Categorization of tweets for damages: infrastructure and human damage assessment using fine-tuned BERT model

PeerJ Comput Sci. 2024 Feb 16:10:e1859. doi: 10.7717/peerj-cs.1859. eCollection 2024.

Abstract

Identification of infrastructure and human damage assessment tweets is beneficial to disaster management organizations as well as victims during a disaster. Most of the prior works focused on the detection of informative/situational tweets, and infrastructure damage, only one focused on human damage. This study presents a novel approach for detecting damage assessment tweets involving infrastructure and human damages. We investigated the potential of the Bidirectional Encoder Representations from Transformer (BERT) model to learn universal contextualized representations targeting to demonstrate its effectiveness for binary and multi-class classification of disaster damage assessment tweets. The objective is to exploit a pre-trained BERT as a transfer learning mechanism after fine-tuning important hyper-parameters on the CrisisMMD dataset containing seven disasters. The effectiveness of fine-tuned BERT is compared with five benchmarks and nine comparable models by conducting exhaustive experiments. The findings show that the fine-tuned BERT outperformed all benchmarks and comparable models and achieved state-of-the-art performance by demonstrating up to 95.12% macro-f1-score, and 88% macro-f1-score for binary and multi-class classification. Specifically, the improvement in the classification of human damage is promising.

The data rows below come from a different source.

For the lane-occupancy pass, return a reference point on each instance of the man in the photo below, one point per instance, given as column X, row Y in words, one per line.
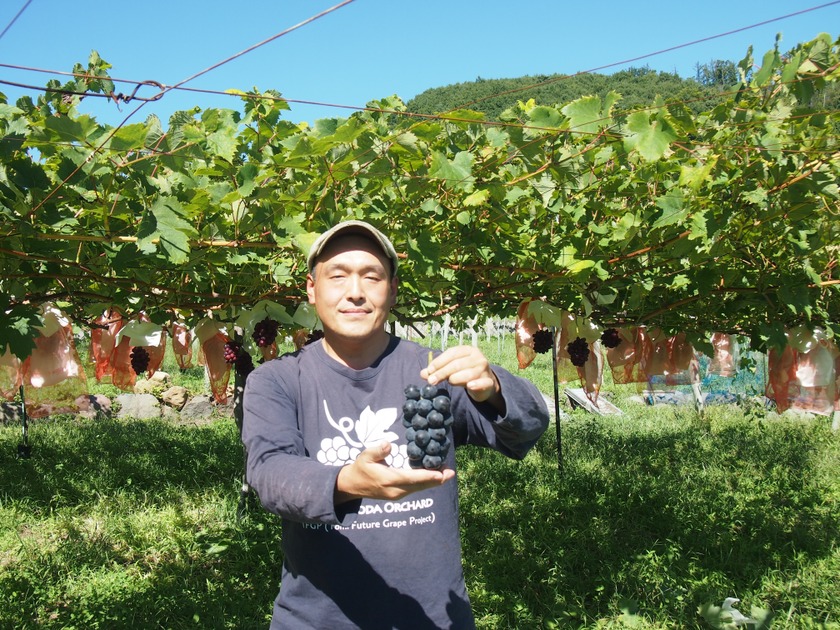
column 368, row 541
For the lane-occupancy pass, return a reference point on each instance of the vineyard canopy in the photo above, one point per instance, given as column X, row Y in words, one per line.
column 723, row 221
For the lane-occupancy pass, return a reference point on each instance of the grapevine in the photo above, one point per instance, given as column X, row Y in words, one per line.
column 543, row 340
column 610, row 338
column 139, row 359
column 265, row 332
column 236, row 355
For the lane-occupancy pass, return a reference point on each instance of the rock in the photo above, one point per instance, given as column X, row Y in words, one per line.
column 161, row 378
column 170, row 414
column 138, row 406
column 94, row 406
column 176, row 396
column 144, row 386
column 198, row 407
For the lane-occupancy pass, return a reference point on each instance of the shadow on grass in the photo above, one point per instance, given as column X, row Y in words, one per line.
column 75, row 461
column 198, row 567
column 669, row 519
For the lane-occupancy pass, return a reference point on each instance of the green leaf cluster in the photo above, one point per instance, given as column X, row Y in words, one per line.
column 724, row 219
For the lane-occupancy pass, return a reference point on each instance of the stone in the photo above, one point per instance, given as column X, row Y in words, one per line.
column 138, row 406
column 161, row 378
column 94, row 406
column 176, row 396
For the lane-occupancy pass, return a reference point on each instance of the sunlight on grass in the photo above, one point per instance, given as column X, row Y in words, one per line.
column 654, row 514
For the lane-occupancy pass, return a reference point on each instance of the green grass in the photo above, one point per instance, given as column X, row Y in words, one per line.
column 654, row 514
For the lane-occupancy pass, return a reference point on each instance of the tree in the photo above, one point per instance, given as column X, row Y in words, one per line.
column 719, row 221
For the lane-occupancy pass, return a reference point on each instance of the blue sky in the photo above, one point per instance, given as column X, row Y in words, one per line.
column 371, row 49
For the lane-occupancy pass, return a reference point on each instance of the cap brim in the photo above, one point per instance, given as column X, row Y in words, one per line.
column 353, row 227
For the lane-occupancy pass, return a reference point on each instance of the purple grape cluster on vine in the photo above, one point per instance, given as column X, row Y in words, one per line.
column 265, row 332
column 578, row 351
column 244, row 364
column 426, row 418
column 236, row 355
column 232, row 350
column 140, row 359
column 610, row 338
column 543, row 340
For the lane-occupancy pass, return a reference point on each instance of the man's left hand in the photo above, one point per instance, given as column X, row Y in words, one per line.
column 466, row 366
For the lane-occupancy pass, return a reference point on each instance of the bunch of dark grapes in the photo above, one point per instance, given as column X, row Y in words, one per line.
column 265, row 332
column 426, row 418
column 139, row 359
column 315, row 335
column 578, row 351
column 232, row 350
column 236, row 355
column 610, row 338
column 543, row 340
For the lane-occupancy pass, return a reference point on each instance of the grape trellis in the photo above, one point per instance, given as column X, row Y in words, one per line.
column 721, row 221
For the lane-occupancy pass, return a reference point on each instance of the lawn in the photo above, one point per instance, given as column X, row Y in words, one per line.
column 655, row 517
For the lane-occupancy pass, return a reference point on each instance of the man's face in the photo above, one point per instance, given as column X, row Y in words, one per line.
column 351, row 288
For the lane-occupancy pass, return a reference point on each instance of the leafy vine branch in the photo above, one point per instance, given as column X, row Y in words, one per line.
column 655, row 214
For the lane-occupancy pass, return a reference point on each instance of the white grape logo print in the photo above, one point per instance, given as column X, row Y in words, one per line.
column 356, row 435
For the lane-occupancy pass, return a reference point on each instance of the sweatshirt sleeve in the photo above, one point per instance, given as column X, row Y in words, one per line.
column 513, row 434
column 287, row 482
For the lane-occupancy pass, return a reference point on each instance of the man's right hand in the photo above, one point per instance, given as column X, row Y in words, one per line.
column 370, row 477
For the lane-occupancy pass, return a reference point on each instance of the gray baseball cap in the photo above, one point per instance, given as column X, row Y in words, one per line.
column 353, row 227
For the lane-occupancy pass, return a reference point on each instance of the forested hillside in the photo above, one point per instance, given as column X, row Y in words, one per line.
column 638, row 87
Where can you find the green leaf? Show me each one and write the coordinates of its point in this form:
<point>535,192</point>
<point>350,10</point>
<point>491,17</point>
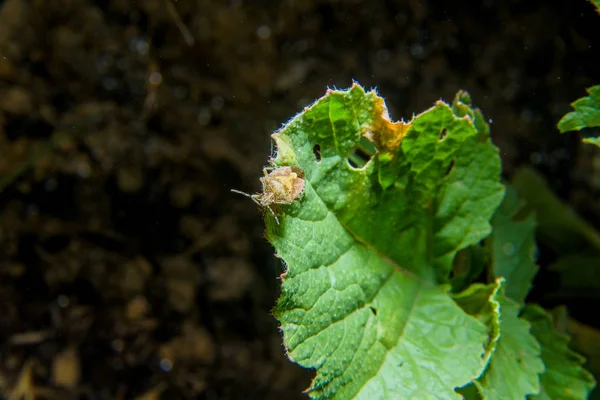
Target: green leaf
<point>516,353</point>
<point>483,302</point>
<point>512,246</point>
<point>366,248</point>
<point>586,114</point>
<point>468,265</point>
<point>564,378</point>
<point>513,371</point>
<point>558,226</point>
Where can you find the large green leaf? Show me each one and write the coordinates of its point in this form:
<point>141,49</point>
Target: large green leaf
<point>564,378</point>
<point>513,371</point>
<point>512,246</point>
<point>514,354</point>
<point>586,114</point>
<point>368,249</point>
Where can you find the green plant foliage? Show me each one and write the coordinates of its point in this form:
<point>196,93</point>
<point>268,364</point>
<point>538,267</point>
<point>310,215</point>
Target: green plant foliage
<point>564,377</point>
<point>513,371</point>
<point>512,246</point>
<point>372,242</point>
<point>586,114</point>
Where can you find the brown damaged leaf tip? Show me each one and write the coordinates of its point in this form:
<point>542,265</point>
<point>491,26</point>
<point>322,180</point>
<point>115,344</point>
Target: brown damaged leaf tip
<point>280,185</point>
<point>386,134</point>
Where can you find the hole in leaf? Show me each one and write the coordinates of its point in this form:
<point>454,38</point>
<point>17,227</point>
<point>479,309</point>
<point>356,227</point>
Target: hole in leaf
<point>361,154</point>
<point>450,167</point>
<point>443,134</point>
<point>317,152</point>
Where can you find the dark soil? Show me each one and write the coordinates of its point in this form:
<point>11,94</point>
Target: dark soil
<point>127,267</point>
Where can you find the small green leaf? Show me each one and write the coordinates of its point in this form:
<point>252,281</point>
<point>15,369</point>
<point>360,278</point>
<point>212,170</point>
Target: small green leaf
<point>513,371</point>
<point>586,114</point>
<point>468,265</point>
<point>369,247</point>
<point>512,246</point>
<point>564,378</point>
<point>483,302</point>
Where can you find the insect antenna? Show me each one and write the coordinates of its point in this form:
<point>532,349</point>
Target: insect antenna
<point>254,199</point>
<point>252,196</point>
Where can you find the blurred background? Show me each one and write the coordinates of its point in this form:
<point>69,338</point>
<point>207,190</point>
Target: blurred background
<point>127,268</point>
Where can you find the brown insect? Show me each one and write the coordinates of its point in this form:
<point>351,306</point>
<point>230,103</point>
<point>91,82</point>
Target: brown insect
<point>279,186</point>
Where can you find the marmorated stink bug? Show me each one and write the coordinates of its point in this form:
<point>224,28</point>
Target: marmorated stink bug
<point>279,186</point>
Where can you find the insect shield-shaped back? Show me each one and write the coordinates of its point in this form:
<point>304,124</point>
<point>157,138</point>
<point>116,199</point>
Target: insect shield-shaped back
<point>280,185</point>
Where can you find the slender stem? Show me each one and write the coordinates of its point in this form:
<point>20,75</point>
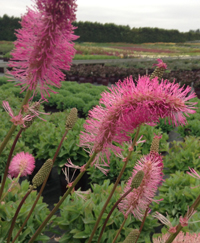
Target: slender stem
<point>70,189</point>
<point>142,224</point>
<point>179,227</point>
<point>118,232</point>
<point>114,187</point>
<point>14,182</point>
<point>59,146</point>
<point>41,189</point>
<point>8,162</point>
<point>115,205</point>
<point>16,214</point>
<point>12,129</point>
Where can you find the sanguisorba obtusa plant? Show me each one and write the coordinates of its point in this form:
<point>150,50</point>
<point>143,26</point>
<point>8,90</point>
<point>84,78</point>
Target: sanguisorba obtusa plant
<point>44,47</point>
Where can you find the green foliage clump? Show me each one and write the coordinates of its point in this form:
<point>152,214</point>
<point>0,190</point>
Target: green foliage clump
<point>177,195</point>
<point>116,163</point>
<point>78,217</point>
<point>8,209</point>
<point>43,138</point>
<point>183,155</point>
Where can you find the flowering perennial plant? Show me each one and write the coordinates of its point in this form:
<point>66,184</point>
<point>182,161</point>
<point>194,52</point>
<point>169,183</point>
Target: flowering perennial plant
<point>127,106</point>
<point>22,164</point>
<point>44,47</point>
<point>137,201</point>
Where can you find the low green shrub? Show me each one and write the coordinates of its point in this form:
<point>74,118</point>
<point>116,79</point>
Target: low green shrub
<point>78,217</point>
<point>183,155</point>
<point>177,195</point>
<point>8,209</point>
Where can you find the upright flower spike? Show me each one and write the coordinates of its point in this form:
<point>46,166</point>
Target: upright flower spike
<point>39,178</point>
<point>71,119</point>
<point>155,144</point>
<point>127,106</point>
<point>44,46</point>
<point>137,201</point>
<point>22,164</point>
<point>160,68</point>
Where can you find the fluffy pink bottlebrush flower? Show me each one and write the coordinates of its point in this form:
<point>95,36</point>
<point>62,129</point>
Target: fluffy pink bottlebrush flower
<point>61,12</point>
<point>43,48</point>
<point>180,238</point>
<point>22,163</point>
<point>127,106</point>
<point>137,201</point>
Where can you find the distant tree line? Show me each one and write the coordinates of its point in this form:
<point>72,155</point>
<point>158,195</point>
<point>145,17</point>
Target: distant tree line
<point>8,26</point>
<point>97,32</point>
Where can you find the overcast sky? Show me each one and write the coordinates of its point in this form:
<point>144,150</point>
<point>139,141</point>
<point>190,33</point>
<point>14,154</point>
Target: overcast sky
<point>183,15</point>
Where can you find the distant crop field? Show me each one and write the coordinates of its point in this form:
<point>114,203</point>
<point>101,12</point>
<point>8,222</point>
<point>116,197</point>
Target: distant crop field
<point>90,50</point>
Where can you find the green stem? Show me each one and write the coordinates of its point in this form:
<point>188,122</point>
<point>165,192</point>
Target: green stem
<point>179,227</point>
<point>114,187</point>
<point>14,182</point>
<point>16,214</point>
<point>115,205</point>
<point>41,189</point>
<point>118,232</point>
<point>12,129</point>
<point>8,162</point>
<point>142,224</point>
<point>62,199</point>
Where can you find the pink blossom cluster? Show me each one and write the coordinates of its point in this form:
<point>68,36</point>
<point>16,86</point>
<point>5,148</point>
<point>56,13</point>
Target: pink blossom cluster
<point>129,105</point>
<point>137,201</point>
<point>44,45</point>
<point>180,238</point>
<point>22,164</point>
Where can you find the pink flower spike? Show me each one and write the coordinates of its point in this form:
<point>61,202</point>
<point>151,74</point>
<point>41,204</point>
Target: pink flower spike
<point>22,163</point>
<point>184,221</point>
<point>69,164</point>
<point>160,64</point>
<point>165,221</point>
<point>7,108</point>
<point>127,106</point>
<point>180,238</point>
<point>139,199</point>
<point>193,173</point>
<point>44,46</point>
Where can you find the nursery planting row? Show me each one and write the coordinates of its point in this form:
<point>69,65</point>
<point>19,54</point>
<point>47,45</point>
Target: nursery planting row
<point>42,139</point>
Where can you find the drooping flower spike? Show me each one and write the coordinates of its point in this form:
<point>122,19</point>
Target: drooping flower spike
<point>137,201</point>
<point>127,106</point>
<point>44,46</point>
<point>23,164</point>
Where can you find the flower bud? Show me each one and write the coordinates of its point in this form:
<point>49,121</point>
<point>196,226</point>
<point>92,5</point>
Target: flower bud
<point>131,238</point>
<point>71,119</point>
<point>137,179</point>
<point>44,171</point>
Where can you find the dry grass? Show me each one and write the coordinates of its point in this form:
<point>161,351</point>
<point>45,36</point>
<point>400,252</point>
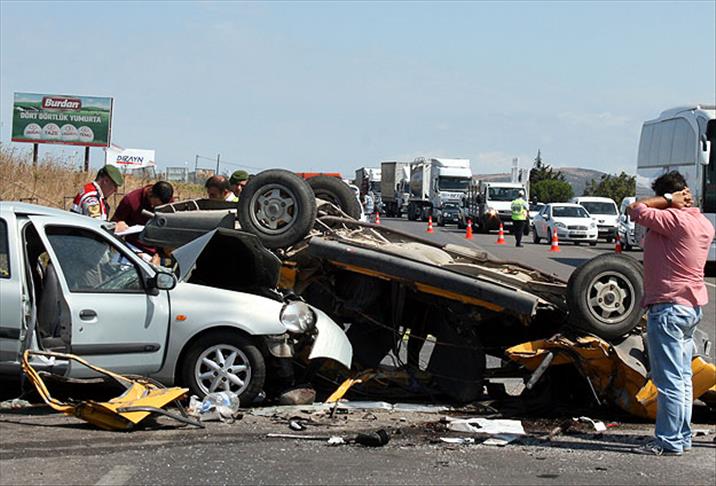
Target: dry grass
<point>54,182</point>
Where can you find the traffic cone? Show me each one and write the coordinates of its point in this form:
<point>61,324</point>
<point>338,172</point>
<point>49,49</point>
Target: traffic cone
<point>555,243</point>
<point>501,236</point>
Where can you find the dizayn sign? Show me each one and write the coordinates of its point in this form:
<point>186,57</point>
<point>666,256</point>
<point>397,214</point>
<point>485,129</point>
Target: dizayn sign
<point>130,158</point>
<point>60,119</point>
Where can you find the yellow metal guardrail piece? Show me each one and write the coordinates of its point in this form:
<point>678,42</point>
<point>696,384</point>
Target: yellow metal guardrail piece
<point>140,399</point>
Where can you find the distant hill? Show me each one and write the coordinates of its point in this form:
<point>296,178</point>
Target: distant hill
<point>577,177</point>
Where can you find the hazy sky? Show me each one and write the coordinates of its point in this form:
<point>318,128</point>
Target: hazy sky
<point>334,86</point>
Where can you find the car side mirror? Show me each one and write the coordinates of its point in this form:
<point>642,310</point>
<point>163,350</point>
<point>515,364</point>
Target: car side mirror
<point>162,281</point>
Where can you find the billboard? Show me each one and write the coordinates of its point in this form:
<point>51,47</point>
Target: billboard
<point>130,158</point>
<point>61,119</point>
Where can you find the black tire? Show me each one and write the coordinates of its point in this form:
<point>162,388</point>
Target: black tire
<point>226,341</point>
<point>336,191</point>
<point>277,206</point>
<point>604,295</point>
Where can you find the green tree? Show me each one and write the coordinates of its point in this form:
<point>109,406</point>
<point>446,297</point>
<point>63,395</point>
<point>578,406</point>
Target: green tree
<point>551,190</point>
<point>616,187</point>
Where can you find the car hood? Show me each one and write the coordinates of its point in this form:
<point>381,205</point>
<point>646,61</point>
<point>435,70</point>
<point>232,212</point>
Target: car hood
<point>228,259</point>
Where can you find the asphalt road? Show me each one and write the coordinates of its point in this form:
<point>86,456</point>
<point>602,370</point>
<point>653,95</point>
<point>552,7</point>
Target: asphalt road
<point>41,447</point>
<point>561,264</point>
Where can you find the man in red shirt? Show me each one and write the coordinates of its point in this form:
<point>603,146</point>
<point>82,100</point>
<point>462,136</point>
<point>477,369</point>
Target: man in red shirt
<point>676,248</point>
<point>147,198</point>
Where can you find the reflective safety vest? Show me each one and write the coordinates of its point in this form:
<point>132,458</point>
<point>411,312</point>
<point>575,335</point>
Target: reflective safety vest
<point>90,202</point>
<point>519,209</point>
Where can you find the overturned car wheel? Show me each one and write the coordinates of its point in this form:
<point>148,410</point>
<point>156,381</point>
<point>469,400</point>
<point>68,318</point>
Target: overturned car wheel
<point>337,192</point>
<point>278,207</point>
<point>224,361</point>
<point>604,296</point>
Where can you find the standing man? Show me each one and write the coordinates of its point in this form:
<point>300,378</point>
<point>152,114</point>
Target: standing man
<point>217,188</point>
<point>520,211</point>
<point>237,181</point>
<point>92,198</point>
<point>147,198</point>
<point>676,248</point>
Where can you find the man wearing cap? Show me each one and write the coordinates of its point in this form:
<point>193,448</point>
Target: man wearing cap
<point>237,181</point>
<point>520,210</point>
<point>92,198</point>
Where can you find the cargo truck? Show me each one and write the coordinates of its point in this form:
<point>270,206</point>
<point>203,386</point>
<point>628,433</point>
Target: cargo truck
<point>395,187</point>
<point>435,182</point>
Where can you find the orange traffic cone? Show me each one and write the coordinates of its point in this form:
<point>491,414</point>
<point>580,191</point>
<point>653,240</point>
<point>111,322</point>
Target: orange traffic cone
<point>501,236</point>
<point>555,242</point>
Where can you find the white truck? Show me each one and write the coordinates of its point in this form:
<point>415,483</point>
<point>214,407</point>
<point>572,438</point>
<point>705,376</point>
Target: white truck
<point>489,203</point>
<point>368,180</point>
<point>435,182</point>
<point>395,187</point>
<point>681,139</point>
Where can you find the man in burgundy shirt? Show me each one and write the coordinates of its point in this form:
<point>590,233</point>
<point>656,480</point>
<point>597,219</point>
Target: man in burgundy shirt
<point>133,203</point>
<point>147,198</point>
<point>676,248</point>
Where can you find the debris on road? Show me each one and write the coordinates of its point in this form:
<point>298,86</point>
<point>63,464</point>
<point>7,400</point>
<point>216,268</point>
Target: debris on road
<point>480,425</point>
<point>140,399</point>
<point>15,403</point>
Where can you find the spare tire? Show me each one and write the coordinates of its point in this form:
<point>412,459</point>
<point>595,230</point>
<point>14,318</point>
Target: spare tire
<point>278,207</point>
<point>337,192</point>
<point>604,295</point>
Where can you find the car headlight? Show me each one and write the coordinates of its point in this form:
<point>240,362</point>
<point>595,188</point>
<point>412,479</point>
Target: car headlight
<point>298,317</point>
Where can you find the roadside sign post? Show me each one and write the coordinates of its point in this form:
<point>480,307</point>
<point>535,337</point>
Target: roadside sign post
<point>84,121</point>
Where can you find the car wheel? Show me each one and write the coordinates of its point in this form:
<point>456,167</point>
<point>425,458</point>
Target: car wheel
<point>337,192</point>
<point>604,295</point>
<point>224,361</point>
<point>277,206</point>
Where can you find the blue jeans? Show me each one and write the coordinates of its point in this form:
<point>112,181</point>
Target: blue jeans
<point>670,331</point>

Keywords: Damage assessment; Disaster; Fine-tuning BERT; Human damage; Language context; Twitter.

Grants and funding

This study was supported by Princess Nourah bint Abdulrahman University Researchers Supporting Project number (PNURSP2024R104), Princess Nourah bint Abdulrahman University, Riyadh, Saudi Arabia. The funders had no role in study design, data collection and analysis, decision to publish, or preparation of the manuscript.